Of Birthdays and Surprises
“Don’t think too much about your sister’s death,” my wife whispered before the start of Sunday service. “It’s your birthday today.”
I was actually thinking of Far Rockaway where we were heading to after service. I was anxious. The family was going to surprise me with a birthday party, and I didn’t like the idea.
Surprises make our lives interesting, of course, and life is full of them. Some are pleasant, others are not. But I’ve had my share of unpleasant surprises in life to the effect that I haven’t been too keen on having them anymore. I wanted my universe to be deterministic.
That is why a few days before my birthday, when my niece invited me to a buffet at DJ Restaurant in Garden City, Long Island, I “hit the roof.”
It started when I overheard her tell the waiter that it was my birthday.
“It’s not my birthday yet!” I rebuked my niece. “I don’t like surprises.”
I was not always like this. When I was in third grade back in NPS I envied my friends who celebrated their birthdays at home.
I had always importuned my mother for a “surprise” birthday party. I remember working extra hours helping her in the house to deserve one. When the day came, it was a pleasant surprise. We had heapings of spaghetti, fried chicken, cheese pimiento and liver spread sandwiches, baduya, leche flan, and cookies. My neighbors Boy, Oro, Beda, and Poe were there. It was a grand party which lasted through the early evening, and included the usual games of baradilan, darakopan, and taragoan. I liked my surprises to be like that.
But as the saying goes, just when you thought you knew all of life’s answers, life suddenly changed all the questions.
Back to our buffet: When our seats were ready, the waiter escorted us to our table. To my vexation, balloons with printed “Happy Birthday!” on them were attached to the chairs and place mats. I did not hide my annoyance. I exuded it in every word and gesture, and I made sure all my lunch companions got the message.
As a result, the room was bland, the jokes were bland, the food was bland, the weather outside was bland. Nobody was smiling.
Except Noah, my seven month old grand nephew, who kept smiling, despite the gloomy weather.
And then he stretched out both hands to let me carry him. I did.
Something strange happened. Gradually, all the blandness disappeared. And I was sure this was not because my niece surprised me by footing the bill. There is something in a little child that brings out the magic in you. Suddenly the balloons were beautiful, the jokes were funny, the food was delicious, and the sun was shinning bright.
On our way home I felt guilty for raining on my own parade.
I had a change of heart. And all because of a little child.
On the day of my birthday, the surprise greetings from my friends overwhelmed me. I was too absorbed in the unpleasant surprises to appreciate the blessings right under our very noses.

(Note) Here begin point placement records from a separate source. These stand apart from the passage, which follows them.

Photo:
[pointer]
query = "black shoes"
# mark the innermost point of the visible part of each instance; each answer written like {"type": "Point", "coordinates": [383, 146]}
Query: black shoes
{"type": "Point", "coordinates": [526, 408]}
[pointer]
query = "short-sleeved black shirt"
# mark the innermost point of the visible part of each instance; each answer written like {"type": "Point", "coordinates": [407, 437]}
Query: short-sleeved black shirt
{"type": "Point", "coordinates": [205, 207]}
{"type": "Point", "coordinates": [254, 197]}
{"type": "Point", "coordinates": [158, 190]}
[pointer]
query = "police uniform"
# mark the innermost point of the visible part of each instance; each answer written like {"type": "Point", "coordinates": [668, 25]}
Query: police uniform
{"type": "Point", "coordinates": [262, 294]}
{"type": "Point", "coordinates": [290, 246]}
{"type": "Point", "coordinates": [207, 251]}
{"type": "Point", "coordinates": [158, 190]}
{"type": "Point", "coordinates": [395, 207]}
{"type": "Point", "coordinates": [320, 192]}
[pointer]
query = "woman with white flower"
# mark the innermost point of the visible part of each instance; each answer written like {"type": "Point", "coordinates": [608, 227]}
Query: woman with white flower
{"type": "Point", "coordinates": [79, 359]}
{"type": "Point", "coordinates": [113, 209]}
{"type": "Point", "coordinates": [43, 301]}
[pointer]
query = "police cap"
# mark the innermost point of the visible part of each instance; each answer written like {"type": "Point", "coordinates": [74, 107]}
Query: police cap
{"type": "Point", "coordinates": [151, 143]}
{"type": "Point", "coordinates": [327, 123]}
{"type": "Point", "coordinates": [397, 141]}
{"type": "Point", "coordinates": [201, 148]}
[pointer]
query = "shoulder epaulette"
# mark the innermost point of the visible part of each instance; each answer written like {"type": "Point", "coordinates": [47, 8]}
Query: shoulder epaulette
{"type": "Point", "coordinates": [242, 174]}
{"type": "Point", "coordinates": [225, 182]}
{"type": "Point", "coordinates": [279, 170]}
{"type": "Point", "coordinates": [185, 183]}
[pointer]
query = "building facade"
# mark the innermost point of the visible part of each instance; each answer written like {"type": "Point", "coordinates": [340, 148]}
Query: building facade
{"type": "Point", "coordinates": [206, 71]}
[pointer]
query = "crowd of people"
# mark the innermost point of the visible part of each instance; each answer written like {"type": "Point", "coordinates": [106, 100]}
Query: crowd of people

Today I am simply amazed by the many surprises lurking everywhere. I am surprised by a beautiful sunset, a smiling face in the crowd, the goodness of others, the face of a little child.
I am surprised that the love between wife and husband would not wear off. There will be good days and there will be bad days, but the surprise of my life was that the good days would eventually outweigh the bad. And if worse came to worst, Love would see you through, as the balladeer Marco Sison puts it.
Surprise is the key element to a good story, and when it came to our life story and the story of our Faith, the greatest surprise is that sin is forgiven.
As I write this, we have just come from my niece’s house in Far Rockaway Beach, where I celebrated my birthday. Noah asked to be carried again.
In my threescore years and ten, I think I’ll go by the words of the author Frederick Langbridge: “Two men look out the same prison bars; one sees mud and the other stars.”